How can I get the URL to the Web page the clipboard was copied from?


When you copy content from a Web page to the clipboard and then paste it into OneNote, OneNote pastes the content but also annotates it "Pasted from ...". How does OneNote know where the content was copied from?

As noted in the documentation for the HTML clipboard format, Web browsers can provide an optional Source­URL property to specify the Web page the HTML was copied from.

Let's write a Little Program that mimics what OneNote does, but just in plain text, because I don't want to try to parse HTML. This is much easier to do in C#, because the BCL provides most of the helper functions.

using System;
using System.IO;
using System.Windows;

class Program {
 [STAThread]
 public static void Main() {
  System.Console.WriteLine(Clipboard.GetText());
  using (var sr = new StringReader(
               Clipboard.GetText(TextDataFormat.Html))) {
   string s;
   while ((s = sr.ReadLine()) != null) {
    if (s.StartsWith("SourceURL:")) {
     System.Console.WriteLine("Copied from {0}", s.Substring(10));
     break;
    }
   }
  }
 }
}

First, we get the text from the clipboard and print it. That's the easy part.

Next, we get the HTML text from the clipboard. This is a bunch of text in a particular format. We look for an entry that specifies the Source­URL; if we find it, then we print the URL.

This code is rather sloppy. For example, if the HTML itself contains the string SourceURL:haha-fakeout, we risk misdetecting it as the source. To do this properly, we would have to verify that the string appears in the header area of the HTML (before the first StartFragment).

But this is a Little Program, so I can skip all that stuff.

Here's a sketch of the equivalent C/C++ version:

int __cdecl main(int, char **)
{
 if (OpenClipboard(NULL)) {

  // Obtain the Unicode text and print it
  HANDLE h = GetClipboardData(CF_UNICODETEXT);
  if (h) {
   PCWSTR pszPlainText = GlobalLock(h);
   ... print pszPlainText ...
   GlobalUnlock(h);
  }

  // Obtain the HTML text and extract the SourceURL
  h = GetClipboardData(RegisterClipboardFormat(TEXT("HTML Format")));
  if (h) {
   PCSTR pszHtmlFormat = GlobalLock(h);
   ... break pszHtmlFormat into lines ...
   ... look for a line that begins with "SourceURL:" ...
   ... if found, print it ...
   GlobalUnlock(h);
  }
  CloseClipboard();
 }
 return 0;
}
Comments (18)
  1. Gabe says:

    If there is no SourceURL, there is the possibility that the copying program put a <BASE> element in the HTML that you can use for a source.

  2. kantos says:

    I never cease to be amazed at the lack of just basic RAII helpers that are not provided with the windows SDK… even a basic clipboard that always ensure that GlobalUnlock is called would be useful

    [Windows is a cross-language platform. It focuses on making things possible from any language. If you have a language that supports RAII, then you can add RAII wrappers around the core functionality. -Raymond]
  3. Nick says:

    Ah, so that's what OneNote is doing when it helpfully says what site you pasted in an HTML fragment from.

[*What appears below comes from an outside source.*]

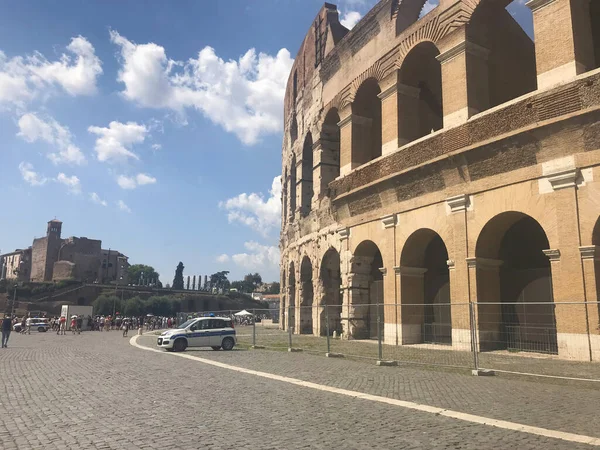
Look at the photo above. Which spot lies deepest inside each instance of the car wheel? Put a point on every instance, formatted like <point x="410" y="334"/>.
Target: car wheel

  4. Wow! A C# example. What a sight for the sore eyes.

  5. Brian_EE says:

    @FleetCommand: Your eyes are still sore from reading Raymond's Friday post and subsequent response?

  6. Joshua says:

    [then you can add RAII wrappers around the core functionality. -Raymond]

    Following up:

    template <class T> class GlobalMemoryRegion {

      private:

         HGLOBAL h;

         T ptr;

      public:

         GlobalMemoryRegion(HGLOBAL hmem) : h(hmem) { ptr = (T)GlobalLock(h); }

         ~GlobalMemoryRegion() { GlobalUnlock(h); ptr = NULL; }

         operator T () { return ptr; }

         operator const T () const { return ptr; }

    }

  7. @Brian_EE: Not really, dear. I am not alien to personal attacks and assumption of bad faith. Once I gave a feedback to a collage professor that in an essay he has written for students, it is better for him to use a less formal language. Well, he downgraded the language to the level of street talk and literally added four F-words just to prove I am an idiot. Cost him his tenure review four years later. I just am mildly surprised what in my post hurt Raymond's feeling so much. I tried to be as courteous as possible. I myself welcome such input in my own blog. Damn, it helped me a lot too.

    But I love C# and certainly welcome more use of it in this blog.

  8. bill s says:

    <i>Once I gave a feedback to a collage professor that in an essay he has written for students, it is better for him to use a less formal language. Well, he downgraded the language to the level of street talk and literally added four F-words just to prove I am an idiot. Cost him his tenure review four years later.</I>

    And you're, like, proud of this or something? Get a life, man.

  9. John Doe says:

    @bill s, it's about showing the point: if you take criticism to the ridicule, expose yourself to the ridicule, risk making yourself a figure of ridicule.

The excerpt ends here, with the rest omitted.